Uma vitória para o Ministério Público (MP). Uma “desilusão” para José Sócrates. É assim que se pode resumir a decisão do Tribunal da Relação sobre a Operação Marquês, que entendeu que existem indícios suficientes para o ex-primeiro-ministro e outros 21 arguidos irem a julgamento, depois de o juiz de instrução Ivo Rosa ter decidido em abril de 2021 arquivar 171 crimes que constavam da acusação deste processo, mantendo apenas 17 crimes e cinco arguidos.
A Relação entende que Sócrates deve ser julgado por três crimes de corrupção, 13 crimes de branqueamento de capitais e seis crimes de fraude fiscal, num total de 22 crimes.
Em causa estão mais de 34 milhões de euros, reunidos entre 2006 e 2015, a maior parte dos quais guardados em contas offshore na Suíça, controladas por Carlos Santos Silva. Segundo o Ministério Público, o dinheiro terá sido fruto de subornos vindos de três proveniências diferentes: o Grupo Lena, os acionistas do empreendimento de Vale de Lobo e o Grupo Espírito Santo.
“Não me conformo”, reage José Sócrates ao DN, anunciando que vai recorrer da decisão das três desembargadoras que assinam o acórdão. “Esta decisão é uma profunda desilusão para mim e vou contestá-la perante os tribunais a que possa recorrer”, declara Sócrates, que diz ainda estar a estudar com a sua defesa os moldes desse recurso.
O recurso de José Sócrates deve assentar em “duas dimensões”. Por um lado, o ex-primeiro-ministro vai contestar o facto de a Relação considerar “indiciadas alegações que foi provado na instrução que eram falsas”, relativamente aos factos relacionados com a OPA da Sonae, com o processo do Vale do Lobo e com o TGV. José Sócrates entende que na fase de instrução foram apresentados “contra indícios” que fizeram com que essas alegações fossem desmentidas. As três juízas da Relação dão agora essas alegações como indiciadas. “Vamos recorrer disso. As alegações são falsas, são insultuosas”, afirma José Sócrates.
Outro ponto que Sócrates pretende contestar é o facto a Relação aceitar a correção feita pelo MP relativamente à acusação de corrupção ser relativa a atos ilícitos e não lícitos (como constava inicialmente da acusação). “O Ministério Público vem agora dizer que se enganaram e as juízas são cobertura a isto, são provimento a um erro”, ataca José Sócrates, para quem isso “constitui uma alteração de factos”.

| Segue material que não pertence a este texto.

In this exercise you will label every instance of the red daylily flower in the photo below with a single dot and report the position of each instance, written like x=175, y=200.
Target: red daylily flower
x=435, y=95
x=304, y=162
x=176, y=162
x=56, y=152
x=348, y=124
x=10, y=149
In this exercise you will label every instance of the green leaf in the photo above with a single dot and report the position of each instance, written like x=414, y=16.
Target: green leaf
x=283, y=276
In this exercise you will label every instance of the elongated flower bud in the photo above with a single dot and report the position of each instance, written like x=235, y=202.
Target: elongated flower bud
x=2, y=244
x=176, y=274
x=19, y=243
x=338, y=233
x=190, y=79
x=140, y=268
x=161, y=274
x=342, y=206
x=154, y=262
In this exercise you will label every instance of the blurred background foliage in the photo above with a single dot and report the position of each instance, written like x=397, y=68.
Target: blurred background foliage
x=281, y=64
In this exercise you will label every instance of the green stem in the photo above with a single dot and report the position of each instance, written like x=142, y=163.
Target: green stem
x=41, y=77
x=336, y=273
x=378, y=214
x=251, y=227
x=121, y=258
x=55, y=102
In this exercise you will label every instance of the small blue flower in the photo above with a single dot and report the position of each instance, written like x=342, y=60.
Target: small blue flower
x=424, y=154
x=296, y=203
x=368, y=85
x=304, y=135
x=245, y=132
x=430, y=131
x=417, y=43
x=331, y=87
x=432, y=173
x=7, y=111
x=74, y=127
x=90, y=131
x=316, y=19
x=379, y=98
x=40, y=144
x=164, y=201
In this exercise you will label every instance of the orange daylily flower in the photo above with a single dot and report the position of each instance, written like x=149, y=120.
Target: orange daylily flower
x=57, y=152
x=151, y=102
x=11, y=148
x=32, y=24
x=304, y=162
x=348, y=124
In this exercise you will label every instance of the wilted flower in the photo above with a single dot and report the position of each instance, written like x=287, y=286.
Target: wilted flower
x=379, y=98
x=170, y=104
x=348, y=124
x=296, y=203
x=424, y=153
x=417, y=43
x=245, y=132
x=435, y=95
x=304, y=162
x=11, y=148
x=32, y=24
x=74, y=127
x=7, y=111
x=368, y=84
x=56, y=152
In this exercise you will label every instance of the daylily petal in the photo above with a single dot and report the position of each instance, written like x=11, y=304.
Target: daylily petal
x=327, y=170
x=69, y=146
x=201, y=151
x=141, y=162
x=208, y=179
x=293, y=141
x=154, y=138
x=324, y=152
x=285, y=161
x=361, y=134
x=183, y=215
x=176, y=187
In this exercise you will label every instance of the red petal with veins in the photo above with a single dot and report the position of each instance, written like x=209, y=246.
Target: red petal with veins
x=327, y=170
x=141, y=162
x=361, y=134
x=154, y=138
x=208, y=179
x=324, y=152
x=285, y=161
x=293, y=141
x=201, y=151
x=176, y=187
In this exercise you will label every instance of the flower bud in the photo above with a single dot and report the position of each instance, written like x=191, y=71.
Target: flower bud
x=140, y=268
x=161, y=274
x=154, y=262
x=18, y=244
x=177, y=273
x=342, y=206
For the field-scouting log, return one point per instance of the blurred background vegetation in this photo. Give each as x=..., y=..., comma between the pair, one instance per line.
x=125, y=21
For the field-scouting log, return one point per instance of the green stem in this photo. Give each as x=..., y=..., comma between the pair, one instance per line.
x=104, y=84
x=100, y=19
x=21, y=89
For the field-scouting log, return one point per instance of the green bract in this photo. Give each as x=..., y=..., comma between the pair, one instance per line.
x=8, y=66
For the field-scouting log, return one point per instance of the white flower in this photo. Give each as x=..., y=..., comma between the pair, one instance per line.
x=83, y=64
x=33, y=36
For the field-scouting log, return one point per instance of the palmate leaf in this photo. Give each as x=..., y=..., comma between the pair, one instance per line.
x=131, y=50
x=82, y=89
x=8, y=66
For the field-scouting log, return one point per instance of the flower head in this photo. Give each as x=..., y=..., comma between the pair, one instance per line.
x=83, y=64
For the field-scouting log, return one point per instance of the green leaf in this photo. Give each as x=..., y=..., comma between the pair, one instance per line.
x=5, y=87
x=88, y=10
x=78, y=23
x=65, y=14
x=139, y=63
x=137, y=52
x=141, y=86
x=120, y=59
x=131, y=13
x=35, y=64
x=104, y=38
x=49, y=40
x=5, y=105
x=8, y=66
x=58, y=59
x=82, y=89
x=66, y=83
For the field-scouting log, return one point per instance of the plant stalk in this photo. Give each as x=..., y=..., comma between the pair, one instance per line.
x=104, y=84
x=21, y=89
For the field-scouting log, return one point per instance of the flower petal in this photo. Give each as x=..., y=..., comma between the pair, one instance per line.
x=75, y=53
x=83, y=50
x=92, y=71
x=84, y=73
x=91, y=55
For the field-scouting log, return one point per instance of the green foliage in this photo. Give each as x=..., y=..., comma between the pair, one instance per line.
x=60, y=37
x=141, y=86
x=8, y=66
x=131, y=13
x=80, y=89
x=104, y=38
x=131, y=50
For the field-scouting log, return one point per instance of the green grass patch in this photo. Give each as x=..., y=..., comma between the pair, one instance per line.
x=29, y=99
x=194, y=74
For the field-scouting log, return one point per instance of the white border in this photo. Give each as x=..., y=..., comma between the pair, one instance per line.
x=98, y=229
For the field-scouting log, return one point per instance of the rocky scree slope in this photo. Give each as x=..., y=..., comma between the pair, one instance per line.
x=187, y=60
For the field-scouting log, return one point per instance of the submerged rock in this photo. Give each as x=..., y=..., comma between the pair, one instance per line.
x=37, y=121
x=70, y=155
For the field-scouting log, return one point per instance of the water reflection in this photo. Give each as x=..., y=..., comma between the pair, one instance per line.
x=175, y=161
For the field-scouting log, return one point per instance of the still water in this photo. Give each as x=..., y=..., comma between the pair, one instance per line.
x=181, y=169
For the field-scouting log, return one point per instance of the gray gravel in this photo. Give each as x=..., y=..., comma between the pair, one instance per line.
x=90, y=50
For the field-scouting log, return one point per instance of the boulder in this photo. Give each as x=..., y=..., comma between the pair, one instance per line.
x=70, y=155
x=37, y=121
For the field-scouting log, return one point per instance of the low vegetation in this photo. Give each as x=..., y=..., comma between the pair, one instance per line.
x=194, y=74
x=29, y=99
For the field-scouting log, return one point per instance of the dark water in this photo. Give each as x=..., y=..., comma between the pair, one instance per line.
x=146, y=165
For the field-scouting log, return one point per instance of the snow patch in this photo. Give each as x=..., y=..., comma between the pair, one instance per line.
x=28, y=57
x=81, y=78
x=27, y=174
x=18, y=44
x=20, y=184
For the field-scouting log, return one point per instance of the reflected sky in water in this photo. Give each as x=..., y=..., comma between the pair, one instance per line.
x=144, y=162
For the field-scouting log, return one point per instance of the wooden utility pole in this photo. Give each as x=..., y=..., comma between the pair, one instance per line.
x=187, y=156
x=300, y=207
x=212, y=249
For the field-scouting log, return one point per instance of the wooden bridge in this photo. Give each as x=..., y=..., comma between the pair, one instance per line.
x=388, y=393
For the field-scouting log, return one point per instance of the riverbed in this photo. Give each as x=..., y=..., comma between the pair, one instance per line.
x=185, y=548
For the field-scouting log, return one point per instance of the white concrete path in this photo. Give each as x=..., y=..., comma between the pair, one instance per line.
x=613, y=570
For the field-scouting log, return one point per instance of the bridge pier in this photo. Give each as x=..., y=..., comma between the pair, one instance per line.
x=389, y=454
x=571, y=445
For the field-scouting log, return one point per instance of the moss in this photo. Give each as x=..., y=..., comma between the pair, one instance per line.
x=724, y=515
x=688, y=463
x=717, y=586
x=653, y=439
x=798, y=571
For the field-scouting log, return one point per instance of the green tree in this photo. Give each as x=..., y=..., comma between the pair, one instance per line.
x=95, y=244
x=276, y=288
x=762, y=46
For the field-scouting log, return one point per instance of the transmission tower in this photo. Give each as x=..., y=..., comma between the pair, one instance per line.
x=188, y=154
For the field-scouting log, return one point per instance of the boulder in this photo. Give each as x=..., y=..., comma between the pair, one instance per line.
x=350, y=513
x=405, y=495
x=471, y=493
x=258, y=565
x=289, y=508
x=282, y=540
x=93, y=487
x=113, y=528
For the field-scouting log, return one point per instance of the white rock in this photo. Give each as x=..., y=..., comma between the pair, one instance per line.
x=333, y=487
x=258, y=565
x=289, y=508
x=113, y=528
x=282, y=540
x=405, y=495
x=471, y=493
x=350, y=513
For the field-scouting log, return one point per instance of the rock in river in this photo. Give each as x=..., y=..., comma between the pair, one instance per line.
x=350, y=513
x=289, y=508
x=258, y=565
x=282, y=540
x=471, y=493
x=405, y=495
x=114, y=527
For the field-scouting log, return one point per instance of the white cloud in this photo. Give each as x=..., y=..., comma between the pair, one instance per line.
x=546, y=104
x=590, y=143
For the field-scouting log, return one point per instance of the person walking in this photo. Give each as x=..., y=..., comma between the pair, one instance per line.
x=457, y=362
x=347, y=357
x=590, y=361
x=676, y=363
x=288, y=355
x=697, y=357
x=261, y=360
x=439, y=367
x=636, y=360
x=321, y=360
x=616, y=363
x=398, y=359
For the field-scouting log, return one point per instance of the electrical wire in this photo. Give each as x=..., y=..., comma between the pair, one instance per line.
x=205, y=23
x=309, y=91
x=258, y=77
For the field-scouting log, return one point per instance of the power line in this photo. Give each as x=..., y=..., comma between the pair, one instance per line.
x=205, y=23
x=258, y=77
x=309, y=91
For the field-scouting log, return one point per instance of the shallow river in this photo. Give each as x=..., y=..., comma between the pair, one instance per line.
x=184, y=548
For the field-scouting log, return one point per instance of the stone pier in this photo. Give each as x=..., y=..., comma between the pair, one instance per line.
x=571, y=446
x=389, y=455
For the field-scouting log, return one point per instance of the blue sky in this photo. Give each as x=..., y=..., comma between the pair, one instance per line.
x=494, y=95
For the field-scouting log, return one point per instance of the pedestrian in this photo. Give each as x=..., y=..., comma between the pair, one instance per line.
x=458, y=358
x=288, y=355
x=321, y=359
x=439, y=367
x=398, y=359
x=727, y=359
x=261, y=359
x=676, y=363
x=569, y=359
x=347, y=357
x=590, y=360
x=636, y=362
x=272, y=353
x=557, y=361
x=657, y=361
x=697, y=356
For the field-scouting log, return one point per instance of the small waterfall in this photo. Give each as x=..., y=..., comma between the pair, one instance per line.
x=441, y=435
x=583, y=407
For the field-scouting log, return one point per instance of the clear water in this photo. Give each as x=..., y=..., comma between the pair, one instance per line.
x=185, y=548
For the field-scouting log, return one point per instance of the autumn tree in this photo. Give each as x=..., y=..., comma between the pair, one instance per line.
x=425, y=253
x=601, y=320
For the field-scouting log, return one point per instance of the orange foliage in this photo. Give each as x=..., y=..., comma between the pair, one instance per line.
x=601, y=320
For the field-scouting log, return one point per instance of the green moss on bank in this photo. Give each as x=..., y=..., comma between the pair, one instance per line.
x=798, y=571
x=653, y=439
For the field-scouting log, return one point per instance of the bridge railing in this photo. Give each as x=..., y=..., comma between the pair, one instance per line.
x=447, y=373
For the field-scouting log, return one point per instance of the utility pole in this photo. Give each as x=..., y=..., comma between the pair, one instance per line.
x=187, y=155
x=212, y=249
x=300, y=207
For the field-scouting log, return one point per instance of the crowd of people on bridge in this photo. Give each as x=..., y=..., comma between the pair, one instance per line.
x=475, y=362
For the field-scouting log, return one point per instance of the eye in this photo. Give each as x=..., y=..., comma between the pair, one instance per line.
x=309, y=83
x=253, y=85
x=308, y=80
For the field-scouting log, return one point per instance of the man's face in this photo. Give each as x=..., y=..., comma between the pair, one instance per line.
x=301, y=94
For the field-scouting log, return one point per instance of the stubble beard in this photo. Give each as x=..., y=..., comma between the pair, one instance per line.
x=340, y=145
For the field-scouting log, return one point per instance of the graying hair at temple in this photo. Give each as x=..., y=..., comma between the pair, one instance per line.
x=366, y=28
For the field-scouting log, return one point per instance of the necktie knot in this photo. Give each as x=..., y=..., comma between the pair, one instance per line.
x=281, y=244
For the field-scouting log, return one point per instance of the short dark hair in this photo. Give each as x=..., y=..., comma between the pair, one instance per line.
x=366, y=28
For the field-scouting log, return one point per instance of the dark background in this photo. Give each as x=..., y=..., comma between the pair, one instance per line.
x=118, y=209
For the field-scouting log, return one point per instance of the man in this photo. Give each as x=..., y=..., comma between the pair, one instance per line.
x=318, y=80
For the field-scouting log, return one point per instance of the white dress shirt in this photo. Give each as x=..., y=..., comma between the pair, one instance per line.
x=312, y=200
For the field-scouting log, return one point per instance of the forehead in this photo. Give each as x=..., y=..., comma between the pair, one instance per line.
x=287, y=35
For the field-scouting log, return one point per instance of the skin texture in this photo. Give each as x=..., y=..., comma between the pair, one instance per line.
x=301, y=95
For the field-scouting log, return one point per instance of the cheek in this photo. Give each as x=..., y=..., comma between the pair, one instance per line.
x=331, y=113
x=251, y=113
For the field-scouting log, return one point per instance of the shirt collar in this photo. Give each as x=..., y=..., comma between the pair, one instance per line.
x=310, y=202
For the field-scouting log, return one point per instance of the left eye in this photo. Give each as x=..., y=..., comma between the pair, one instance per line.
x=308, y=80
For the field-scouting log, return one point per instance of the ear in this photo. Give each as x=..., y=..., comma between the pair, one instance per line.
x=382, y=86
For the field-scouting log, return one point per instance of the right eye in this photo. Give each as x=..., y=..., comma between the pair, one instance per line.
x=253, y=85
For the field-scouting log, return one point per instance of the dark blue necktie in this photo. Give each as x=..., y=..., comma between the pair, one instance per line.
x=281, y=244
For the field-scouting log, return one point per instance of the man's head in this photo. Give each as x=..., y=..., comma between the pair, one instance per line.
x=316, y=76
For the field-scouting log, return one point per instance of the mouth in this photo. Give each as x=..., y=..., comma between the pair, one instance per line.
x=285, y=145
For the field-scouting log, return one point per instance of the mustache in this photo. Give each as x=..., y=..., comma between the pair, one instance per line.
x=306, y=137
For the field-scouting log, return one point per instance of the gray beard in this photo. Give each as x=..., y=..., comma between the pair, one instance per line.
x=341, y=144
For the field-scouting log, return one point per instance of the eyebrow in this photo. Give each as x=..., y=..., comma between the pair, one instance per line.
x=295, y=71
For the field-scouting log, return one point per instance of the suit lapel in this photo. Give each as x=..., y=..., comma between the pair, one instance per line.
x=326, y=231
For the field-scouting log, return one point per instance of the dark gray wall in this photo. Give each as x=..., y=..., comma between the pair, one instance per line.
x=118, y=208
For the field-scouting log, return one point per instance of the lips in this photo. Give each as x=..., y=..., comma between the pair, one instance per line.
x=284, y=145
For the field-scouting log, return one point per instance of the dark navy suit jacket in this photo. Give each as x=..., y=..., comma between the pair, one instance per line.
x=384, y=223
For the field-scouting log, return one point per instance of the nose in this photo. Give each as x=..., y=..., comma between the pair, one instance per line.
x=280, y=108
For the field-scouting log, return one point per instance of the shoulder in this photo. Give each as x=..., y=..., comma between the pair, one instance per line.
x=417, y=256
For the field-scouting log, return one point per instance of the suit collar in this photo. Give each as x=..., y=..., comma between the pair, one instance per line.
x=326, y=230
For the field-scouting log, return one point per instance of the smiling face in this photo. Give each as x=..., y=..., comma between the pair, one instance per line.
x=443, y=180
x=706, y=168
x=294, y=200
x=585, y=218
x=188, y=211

Além disso, Sócrates entende que a decisão do Tribunal da Relação vai contra uma sentença do Tribunal Constitucional (TC) sobre a contagem dos prazos de prescrição dos crimes de corrupção, segundo a qual essa contagem se iniciava no momento do pacto corruptivo e não na data do último recebimento indevido de vantagem. “Há várias questões jurídicas que tenho de estudar melhor, mas não sou pronunciado nos mesmos termos da acusação e vou recorrer para um tribunal superior”, vinca Sócrates.